Suppose that someone were building a custom automobile. He or she would be foolish to bolt all the parts together without checking and testing components and subsystems as they went along, expecting everything to work perfectly after its all assembled. Ideally, the builder would check the proper operation of components along the way through the construction process: start and tune the engine before its connected to the drivetrain, check for wiring problems before all the cover panels are put in place, check the brake system in the driveway before taking it out on the road, etc.
Countless times I’ve witnessed students build a complex experimental circuit and have trouble getting it to work because they didn’t stop to check things along the way: test all resistors before plugging them into place, make sure the power supply is regulating voltage adequately before trying to power anything with it, etc. It is human nature to rush to completion of a project, thinking that such checks are a waste of valuable time. However, more time will be wasted in troubleshooting a malfunctioning circuit than would be spent checking the operation of subsystems throughout the process of construction.
Take the example of the analog summer circuit in the previous section for example: what if it wasn’t working properly? How would you simplify it and test it in stages? Well, you could reconnect the op-amp as a basic comparator and see if its responsive to differential input voltages, and/or connect it as a voltage follower (buffer) and see if it outputs the same analog voltage as what is input. If it doesn’t perform these simple functions, it will never perform its function in the summer circuit! By stripping away the complexity of the summer circuit, paring it down to an (almost) bare op-amp, you can test that component’s functionality and then build from there (add resistor feedback and check for voltage amplification, then add input resistors and check for voltage summing), checking for expected results along the way.
Set up instrumentation (such as a datalogger, chart recorder, or multimeter set on “record” mode) to monitor a signal over a period of time. This is especially helpful when tracking down intermittent problems, which have a way of showing up the moment you’ve turned your back and walked away.
This may be essential for proving what happens first in a fast-acting system. Many fast systems (especially shutdown “trip” systems) have a “first out” monitoring capability to provide this kind of data.
Example #1: A turbine control system shuts automatically in response to an abnormal condition.

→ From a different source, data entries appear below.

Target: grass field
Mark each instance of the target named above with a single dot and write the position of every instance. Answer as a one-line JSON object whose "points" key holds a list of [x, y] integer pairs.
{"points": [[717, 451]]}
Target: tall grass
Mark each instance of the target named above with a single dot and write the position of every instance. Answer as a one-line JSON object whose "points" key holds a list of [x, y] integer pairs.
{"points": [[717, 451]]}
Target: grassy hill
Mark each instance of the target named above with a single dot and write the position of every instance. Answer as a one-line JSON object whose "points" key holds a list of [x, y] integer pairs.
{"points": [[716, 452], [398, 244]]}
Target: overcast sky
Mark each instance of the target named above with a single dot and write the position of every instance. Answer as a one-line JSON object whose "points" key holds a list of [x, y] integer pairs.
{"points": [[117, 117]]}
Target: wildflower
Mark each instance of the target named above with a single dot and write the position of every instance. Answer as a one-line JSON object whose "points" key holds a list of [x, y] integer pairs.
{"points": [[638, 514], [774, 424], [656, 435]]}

By the time a technician arrives at the scene to survey the turbine’s condition, however, everything is in a “down” state and its impossible to tell what signal or condition was responsible for the initial shutdown, as all operating parameters are now “abnormal.”
One technician I knew used a videocamera to record the turbine control panel, so he could see what happened (by indications on the gauges) first in an automatic-shutdown event. Simply by looking at the panel after the fact, there was no way to tell which signal shut the turbine down, but the videotape playback would show what happened in sequence, down to a frame-by-frame time resolution.
Example #2: An alarm system is falsely triggering, and you suspect it may be due to a specific wire connection going bad. Unfortunately, the problem never manifests itself while you’re watching it!
Many modern digital multimeters are equipped with “record” settings, whereby they can monitor a voltage, current, or resistance over time and note whether that measurement deviates substantially from a regular value. This is an invaluable tool for use in “intermittent” electronic system failures.